Com o maior ritmo de contágio do Brasil e na região onde a média móvel de mortes mais cresce, São Paulo tem até hoje 1.210.625 casos confirmados e 41.276 mortes pela covid-19. Os dados apresentados na semana passada pelo Governo já chamavam a atenção: casos, internações e mortes vinham de duas semanas de aumento e já eram os maiores em dois meses de registro. O que mais preocupa a equipe de saúde do governador João Doria é a ocupação dos leitos de UTI do Estado. Nos números apresentados ontem pelo Governo, a taxa estava em 47,4% no Estado e 55,2% na Grande SP. Já é uma ocupação 17% maior que a semana passada, que por sua vez era 18% maior do que a anterior. “O vírus não estaciona, ele acelera quando não há cuidado. Nada contra os momentos de alegria, mas estamos perdendo vidas todos os dias no Brasil. Aqueles que querem conviver devem se proteger”, discursou Doria na última quinta-feira (19).

Apesar de minimizar algumas vezes o risco da segunda onda no Estado ao garantir que a nova crise sanitária europeia tem relação com o clima mais frio no hemisfério norte nesta época do ano, a equipe de saúde de Doria tomou providências frente aos aumentos. Na semana passada, o secretário de Saúde, Jean Gorinchteyn, informou a publicação de um decreto que impede a desmobilização de qualquer leito de UTI ou enfermaria destinados à covid-19 para outros atendimentos de todos os hospitais, públicos e privados, e suspende novos agendamentos de cirurgias eletivas. O objetivo é reservar leitos para a covid-19 frente a uma possível alta ainda maior.

“Precisamos entender como essa curva se comportará. Esse decreto nos dá tempo para analisar e tomar medidas mais definitivas”, justificou Gorinchteyn. Nesta segunda-feira (23), o secretário voltou a dizer que “algumas informações ainda estão sendo inseridas no sistema para que possamos analisá-las e, aí sim, instituir medidas de maneira mais efetiva”. O Governo marcou uma entrevista coletiva para reclassificação das regiões paulistas de acordo com o plano de retomada econômica e possível anúncio de novas medidas restritivas para o dia 30 de novembro, um dia após o segundo turno das eleições municipais.

São Paulo não é caso isolado.
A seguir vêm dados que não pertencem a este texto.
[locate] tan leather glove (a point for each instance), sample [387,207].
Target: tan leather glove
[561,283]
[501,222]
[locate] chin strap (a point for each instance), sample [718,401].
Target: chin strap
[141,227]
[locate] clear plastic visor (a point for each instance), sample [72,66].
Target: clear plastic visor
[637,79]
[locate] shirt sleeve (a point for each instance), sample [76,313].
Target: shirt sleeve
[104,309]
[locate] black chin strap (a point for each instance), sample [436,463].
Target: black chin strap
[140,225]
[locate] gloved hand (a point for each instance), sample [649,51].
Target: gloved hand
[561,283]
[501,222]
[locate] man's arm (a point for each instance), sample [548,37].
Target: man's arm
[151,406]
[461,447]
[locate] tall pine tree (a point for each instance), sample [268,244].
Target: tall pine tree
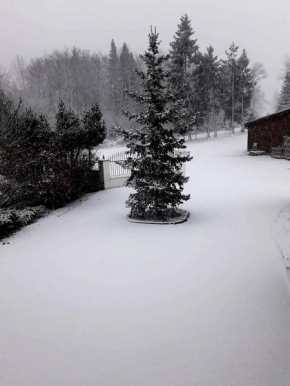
[245,87]
[114,87]
[155,170]
[183,58]
[229,82]
[284,97]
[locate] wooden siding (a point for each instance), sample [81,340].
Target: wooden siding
[269,131]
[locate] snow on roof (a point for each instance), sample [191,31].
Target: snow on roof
[282,112]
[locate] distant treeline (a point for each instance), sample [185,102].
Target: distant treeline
[214,91]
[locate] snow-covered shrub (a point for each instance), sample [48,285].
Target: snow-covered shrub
[12,219]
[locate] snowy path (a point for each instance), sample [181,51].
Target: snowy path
[88,299]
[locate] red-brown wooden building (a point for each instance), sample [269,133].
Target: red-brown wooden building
[268,131]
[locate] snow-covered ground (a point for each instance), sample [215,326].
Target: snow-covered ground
[89,299]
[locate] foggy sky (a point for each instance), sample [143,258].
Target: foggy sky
[32,27]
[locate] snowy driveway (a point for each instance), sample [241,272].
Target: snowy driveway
[88,299]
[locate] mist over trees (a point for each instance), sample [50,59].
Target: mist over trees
[216,92]
[284,96]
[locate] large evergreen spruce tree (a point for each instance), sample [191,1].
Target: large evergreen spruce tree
[156,176]
[284,97]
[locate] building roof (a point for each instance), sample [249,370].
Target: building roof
[268,117]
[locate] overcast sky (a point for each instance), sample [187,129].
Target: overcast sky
[32,27]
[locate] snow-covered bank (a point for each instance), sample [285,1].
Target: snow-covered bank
[281,233]
[89,299]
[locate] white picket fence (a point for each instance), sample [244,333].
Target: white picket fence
[114,175]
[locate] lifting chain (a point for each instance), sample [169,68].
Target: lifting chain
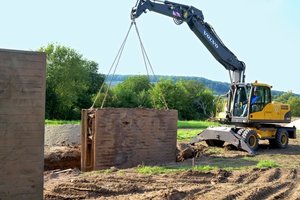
[116,63]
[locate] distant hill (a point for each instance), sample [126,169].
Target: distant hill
[217,87]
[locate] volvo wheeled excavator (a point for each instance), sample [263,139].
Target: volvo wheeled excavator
[249,114]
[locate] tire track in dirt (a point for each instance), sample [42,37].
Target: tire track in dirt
[254,184]
[258,184]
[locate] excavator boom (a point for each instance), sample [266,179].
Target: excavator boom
[205,32]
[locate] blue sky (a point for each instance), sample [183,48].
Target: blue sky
[262,33]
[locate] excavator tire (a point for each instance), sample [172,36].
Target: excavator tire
[241,131]
[215,143]
[281,139]
[251,138]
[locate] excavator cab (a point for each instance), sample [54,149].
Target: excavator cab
[252,103]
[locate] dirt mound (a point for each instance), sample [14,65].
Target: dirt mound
[62,157]
[254,184]
[186,151]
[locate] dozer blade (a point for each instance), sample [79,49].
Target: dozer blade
[225,134]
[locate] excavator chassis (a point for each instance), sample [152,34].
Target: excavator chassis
[245,138]
[225,134]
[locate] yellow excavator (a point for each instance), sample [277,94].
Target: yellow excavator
[249,113]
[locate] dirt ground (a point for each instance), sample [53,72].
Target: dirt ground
[268,183]
[249,182]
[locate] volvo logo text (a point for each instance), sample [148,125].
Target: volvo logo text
[211,40]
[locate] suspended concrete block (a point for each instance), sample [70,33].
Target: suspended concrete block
[22,111]
[125,138]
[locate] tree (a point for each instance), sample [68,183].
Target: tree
[190,98]
[71,82]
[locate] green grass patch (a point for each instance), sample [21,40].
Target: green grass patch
[187,134]
[166,170]
[195,124]
[204,168]
[266,164]
[61,122]
[156,169]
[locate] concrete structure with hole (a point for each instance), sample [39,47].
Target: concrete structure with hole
[22,110]
[124,138]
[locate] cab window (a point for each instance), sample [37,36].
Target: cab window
[260,97]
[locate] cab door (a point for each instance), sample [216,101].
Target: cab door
[260,98]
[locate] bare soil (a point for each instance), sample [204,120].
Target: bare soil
[268,183]
[64,181]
A taxa de ocupação de leitos de UTI para covid-19 pelo Sistema Único de Saúde (SUS) chegou a 92% na cidade do Rio de Janeiro no domingo. É a maior ocupação desde 12 de junho deste ano, segundo a Secretaria Municipal de Saúde, citou a Agência Brasil. A ocupação dos leitos de tratamento intensivo, que chegou a baixar para 59% em meados de agosto, estava na faixa dos 80% desde o início de novembro. O Ceará, cujo sistema de saúde também se viu pressionado no primeiro semestre, também vive um repique. De acordo com o jornal O Povo, a taxa de ocupação de leitos intensivos em Fortaleza chega a 56%, mas no interior a situação é pior. Na região conhecida como Sertão Central, onde Canindé é uma cidade de referência, a taxa de ocupação é de 90%.